ABSTRACT

Whereas Article 15.1 of the Convention on Biological Resources (CBD) recognizes the sovereign rights of states over their natural resources, as well as their authority to determine access to GRs subject to their national legislations, Article 15.2 requires that contracting parties facilitate access to GRs and do not impose restrictions that run counter to the objectives of the CBD. Article 15 tries to engage both providers and users to collaborate in order to achieve mutual benefits for both parties, as well as benefits for the environment. Such collaboration, however, seems still far from being achieved.
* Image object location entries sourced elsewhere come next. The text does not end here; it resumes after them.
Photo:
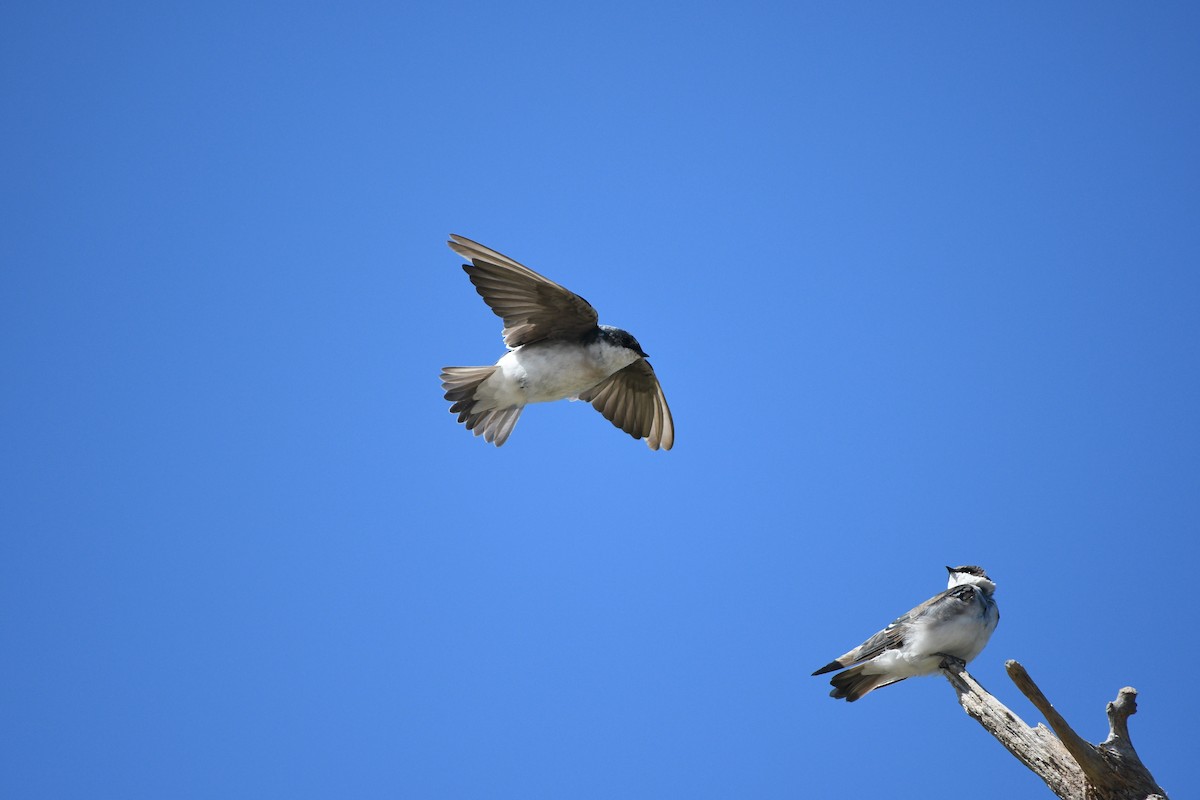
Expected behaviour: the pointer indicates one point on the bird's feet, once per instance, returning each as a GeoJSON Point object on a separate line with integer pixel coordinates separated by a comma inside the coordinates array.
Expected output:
{"type": "Point", "coordinates": [952, 662]}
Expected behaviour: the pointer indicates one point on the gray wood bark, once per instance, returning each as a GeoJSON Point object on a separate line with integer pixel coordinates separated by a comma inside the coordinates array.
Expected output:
{"type": "Point", "coordinates": [1074, 769]}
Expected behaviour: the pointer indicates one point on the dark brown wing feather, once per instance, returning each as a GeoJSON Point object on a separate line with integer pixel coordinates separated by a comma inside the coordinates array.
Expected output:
{"type": "Point", "coordinates": [633, 400]}
{"type": "Point", "coordinates": [533, 307]}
A mismatch of expectations has largely led to a deadlock; part of which is related to access procedures. In many cases, provider regimes have created too many constraints, making access to GRs extremely strenuous. In some instances, users have opted for synthetic raw materials in place of biological ones. Lack of legislative capacity has also contributed to the constraints. Users have also contributed to the stalemate. Until now, no user country has implemented the Article 15.7 obligation by putting in place ‘legislative, administrative or policy measures with the aim of sharing in a fair and equitable way the results of research and development and the benefits arising from the commercial and other utilization of GR with the Contracting Party providing such resources’. To protect their interests, many provider countries have one-sidedly opted for stringent measures. As a result, they introduce often-insurmountable conditions for access.